# The Sun Explodes And You Have Just over  8 Minutes Left



## BAYLOR (Feb 21, 2015)

The 8 plus minutes is the time it takes for sunlight to reach  the earth . In this it It would take the same amount of time for the supernova  shockwave  to reach the earth. Knowing what coming ,how would you spend those 8 plus minutes ?

And yes I know our sun being a yellow sun is not candidate to go supernova , Wrong type and insufficient mass . Stars that go boom are usually massive Blue stars , Blue Giants  and Blue Hyper giants , because their stellar cores produce are Iron and they burn hotter and faster.   Some Red Giants go supernova as well .  Betelgeuse is one such candidate.


And as a bonus question, why are Blue Hyper giants smaller then Red Hyper giants?


----------



## kythe (Feb 21, 2015)

I'm not sure we would have 8 minutes.  Since nothing travels faster than the speed of light, we wouldn't know the sun exploded immediately.  We would know 8 minutes later, when it reached us.  Our deaths would seem instantaneous.

8 minutes doesn't leave a lot of time for wrapping things up anyhow.  It would be worth spending any time at all meditating in order to die in a peaceful state of mind.


----------



## Venusian Broon (Feb 21, 2015)

Assuming that somehow we knew that there was only 8 minutes and it was the sun going supernova, I'd probably try and contact a loved one - just to say goodbye and 'if there is another side, I'll see you there',  then, assuming that I had such things in my kitchen, I'd get a (bottle of) whisky and something very tasty to eat (no preparation time of course), find a nice spot outside and just take in the show and 'go with the flow'. I'd actually probably be quite excited to witness such a thing. 

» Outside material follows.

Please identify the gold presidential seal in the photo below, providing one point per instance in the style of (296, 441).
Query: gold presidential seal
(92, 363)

Regarding the Blue/Red question, I haven't looked it up in the internet, but I assume it must be something to do with mass. Class O Blue hypergiants are of mass 100-150 Suns, so gravity is going to be more intense and probably confine the mass of the star to a smaller volume (although I'm sure you are going to get some really big ones still).  The red supergiants are from memory about 10-70 Sun masses and the red is caused by the outer layer being puffed out. That's my guess anyway.


----------



## HareBrain (Feb 21, 2015)

Ah, this takes me back to when I was a kid in the eighties, and conversations revolved around what we'd do if the four minute warning went. Nice that we now get twice as long to decide, because the default teenage boy option of engaging in amorous activities with the art teacher (as if) no longer applies.


----------



## goldhawk (Feb 21, 2015)

Fly away in my FTL spaceship.


----------



## chrispenycate (Feb 21, 2015)

The correct Swiss answer is 'get on the road to Freiburg - everything happens ten years later there'.

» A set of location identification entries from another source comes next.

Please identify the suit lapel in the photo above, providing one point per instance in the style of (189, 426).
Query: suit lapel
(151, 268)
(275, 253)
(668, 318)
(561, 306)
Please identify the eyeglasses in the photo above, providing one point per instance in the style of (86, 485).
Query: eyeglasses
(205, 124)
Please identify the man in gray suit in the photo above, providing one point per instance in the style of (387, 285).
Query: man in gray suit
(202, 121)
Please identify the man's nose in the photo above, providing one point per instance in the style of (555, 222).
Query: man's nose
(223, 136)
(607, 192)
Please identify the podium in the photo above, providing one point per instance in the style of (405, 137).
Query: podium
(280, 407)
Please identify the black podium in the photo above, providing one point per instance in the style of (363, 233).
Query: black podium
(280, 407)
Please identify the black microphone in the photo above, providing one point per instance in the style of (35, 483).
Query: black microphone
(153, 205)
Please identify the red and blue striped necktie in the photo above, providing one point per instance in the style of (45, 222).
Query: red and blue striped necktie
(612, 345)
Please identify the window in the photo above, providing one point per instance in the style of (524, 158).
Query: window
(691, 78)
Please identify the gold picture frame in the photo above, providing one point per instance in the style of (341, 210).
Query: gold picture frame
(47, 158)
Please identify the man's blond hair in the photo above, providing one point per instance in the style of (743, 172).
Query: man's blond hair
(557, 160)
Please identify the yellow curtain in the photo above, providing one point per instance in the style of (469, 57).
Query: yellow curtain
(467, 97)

Obviously the speed of light in the canton is a bit lower - probably indicated by the 50 and 60 signs when you get off the autoroute.


----------



## Teresa Edgerton (Feb 21, 2015)

I can't imagine wanting to do anything with those 8 minutes except spend that entire time with any loved ones who happened to be within grabbing distance and holding them very close while I still had the chance. 

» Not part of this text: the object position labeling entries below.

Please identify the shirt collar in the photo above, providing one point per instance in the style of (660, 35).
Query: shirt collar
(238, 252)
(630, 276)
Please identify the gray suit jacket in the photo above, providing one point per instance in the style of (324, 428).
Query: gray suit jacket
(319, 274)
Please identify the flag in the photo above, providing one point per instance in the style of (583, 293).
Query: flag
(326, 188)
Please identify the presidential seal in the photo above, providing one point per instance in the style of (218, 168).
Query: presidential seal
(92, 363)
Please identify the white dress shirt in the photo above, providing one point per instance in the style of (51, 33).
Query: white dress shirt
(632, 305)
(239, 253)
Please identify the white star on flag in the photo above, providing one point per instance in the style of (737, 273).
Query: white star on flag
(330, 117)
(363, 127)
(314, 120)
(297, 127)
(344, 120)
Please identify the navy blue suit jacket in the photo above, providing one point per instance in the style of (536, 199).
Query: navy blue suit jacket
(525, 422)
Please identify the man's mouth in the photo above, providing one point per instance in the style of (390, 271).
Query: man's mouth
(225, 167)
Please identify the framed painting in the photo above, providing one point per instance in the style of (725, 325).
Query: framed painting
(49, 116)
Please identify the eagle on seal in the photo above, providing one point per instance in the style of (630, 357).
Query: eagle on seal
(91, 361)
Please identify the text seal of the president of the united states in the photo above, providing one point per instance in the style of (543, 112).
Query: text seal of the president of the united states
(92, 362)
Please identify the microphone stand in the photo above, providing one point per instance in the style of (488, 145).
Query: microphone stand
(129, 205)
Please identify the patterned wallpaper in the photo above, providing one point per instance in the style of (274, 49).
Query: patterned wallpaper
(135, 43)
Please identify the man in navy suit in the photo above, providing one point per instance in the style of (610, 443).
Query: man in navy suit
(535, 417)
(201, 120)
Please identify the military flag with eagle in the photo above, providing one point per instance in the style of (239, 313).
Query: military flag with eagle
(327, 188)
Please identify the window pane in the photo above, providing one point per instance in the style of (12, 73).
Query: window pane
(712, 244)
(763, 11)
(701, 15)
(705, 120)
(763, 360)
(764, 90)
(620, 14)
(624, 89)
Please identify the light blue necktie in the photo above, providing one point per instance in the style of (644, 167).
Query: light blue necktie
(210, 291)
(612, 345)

(All this supposes that those who somehow know of our upcoming annihilation could get the word out in eight minutes -- and at the same time trying to make the best use of _their_ remaining eight minutes.)


----------



## farntfar (Feb 21, 2015)

That gives me just enough time to recheck my word count for the 300 word challenge.


----------



## Dennis E. Taylor (Feb 21, 2015)

Take up smoking again.


----------



## Dinosaur (Feb 21, 2015)

Get a decent case of wine from the cellar, assuming the spiders let me, and toast the wife for putting up with me.


----------



## BAYLOR (Feb 22, 2015)

Bizmuth said:


> Take up smoking again.



It's bad for your health.


----------



## BAYLOR (Mar 1, 2015)

I would want to be with my family .


----------



## HanaBi (Mar 22, 2015)

What if this happened on a day we put the clocks forward/back. Would it means we get an extra 60 minutes, or would we be toast earlier than expected if we put the clocks back? Or Forward?

.. I need to think about this, lol


----------



## Dave (Mar 22, 2015)

I'd be alright if it happened at night.


----------



## HanaBi (Mar 22, 2015)

Dave said:


> I'd be alright if it happened at night.



Or better still: it happened on a bank holiday, because it would be cold, cloudy & raining and no one would know


----------



## BAYLOR (Mar 23, 2015)

Dave said:


> I'd be alright if it happened at night.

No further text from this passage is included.